Meet Mariana Ferreira, New Profit’s Catalyze Investment Summer Intern
We wanted to take a moment to introduce all of the amazing interns who have joined our team this summer! Meet Mariana Ferreira, our Catalyze Investment Summer Intern!
What inspires you to work in the social sector? What about New Profit’s mission inspires you?
New Profit’s mission aligns with my enduring desire to be an agent for positive change. My fourth grade self would be proud, as I shared in our school’s yearbook that my dream job was to be a philanthropist. My sense of responsibility to contribute to the empowerment and well-being of others stems from my intersecting identities, one of which is being the daughter of parents who emigrated from South America.
I grew up sheltered from a lot of our society’s systemic failures. It was by breaking out of the bubble of my direct community that I began to learn about them for myself. For instance, as a volunteer tutor at a neighborhood immigration center, I became aware that many young immigrants were struggling academically and socially in school, as they weren’t given the time nor the resources they needed to succeed.
I find that the more I learn about historical and contemporary inequities, and the effort being made to challenge them, the more I find myself addressing the questions that New Profit brings to the forefront. The way I see it, New Profit’s work is aimed directly at addressing one of the very cruxes of injustice today: unequal opportunity.
What are you most excited about during your summer at New Profit?
Coming into the internship, I was most excited about developing a stronger, more nuanced understanding of how the social sector functions. However, having started my internship, I am realizing that beyond this technical type of learning, I have a unique opportunity this summer to learn from the vibrant community of leaders I am immersed with daily.
I am so inspired by the work being done by the intelligent, creative, and compassionate people at New Profit. It has been very energizing to work as part of a network of professionals from diverse fields who share a deep understanding of and dedication to social justice and equity. I think some of the most important things I will learn this summer will be about how to be more collaborative, open, and intentional in my thinking, communicating, and leading processes.

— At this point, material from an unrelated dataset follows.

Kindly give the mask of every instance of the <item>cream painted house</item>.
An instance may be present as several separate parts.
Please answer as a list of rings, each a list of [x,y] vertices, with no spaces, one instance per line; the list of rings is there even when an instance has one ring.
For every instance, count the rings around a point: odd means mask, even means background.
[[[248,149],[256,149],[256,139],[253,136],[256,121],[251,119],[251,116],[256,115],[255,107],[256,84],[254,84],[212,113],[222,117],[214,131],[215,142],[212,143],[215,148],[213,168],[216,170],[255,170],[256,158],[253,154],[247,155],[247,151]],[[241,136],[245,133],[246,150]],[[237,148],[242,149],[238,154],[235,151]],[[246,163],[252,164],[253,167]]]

I am excited to bring what I learn from the leaders at New Profit and engage it in other areas of my life.
Describe a piece of wisdom that you learned in your life, or that has been imparted on you by someone who is important to you. How has this idea influenced your life?
Something I learned from my mom, that I oddly really treasure, is how important it is that I not take myself too seriously all the time. She’s been a role model to me in a lot of ways, including the way she worked and continues to work relentlessly to achieve her goals. What makes this hardworking side of her even more impressive to me is the way she simultaneously gives herself space to be completely goofy. For example, she has pictures hanging in her office of her dancing with her boss taken on her company’s professional headshot day.
Certainly, this little piece of wisdom is not something that applies to everyone. But for me, as someone who has always been very serious in academic and professional settings, having the space to just be silly and to laugh at myself serves not only as a mode of expression, but also as a way to connect with other people. As I get older, I cherish this piece of advice more and more. I’m so grateful that my mother has taught me to step back and just enjoy the little oddities and joys and absurdities of life.
What is one of your favorite quotes, and what does it mean to you?
Although I could probably copy and paste the entirety of Bryan Stevenson’s book, Just Mercy, as one of my favorite quotes, I have limited myself to the few lines below:
“…the true measure of our commitment to justice, the character of our society, our commitment to the rule of law, fairness, and equality cannot be measured by how we treat the rich, the powerful, the privileged, and the respected among us. The true measure of our character is how we treat the poor, the disfavored, the accused, the incarcerated, and the condemned.”
Stevenson became a personal hero of mine after I read his book, and this quote means more to me than the message it conveys in and of itself for a number of reasons. It reminds me of a time when I began confronting the painful truths about the social, particularly racial, narratives I had been previously exposed to. Ultimately, what I learned influenced the major I studied in college, and inspired me to pursue a career where I could advocate for marginalized communities. His point in this quote, about how we should judge societal systems, has become an integral part of how I approach questions of justice.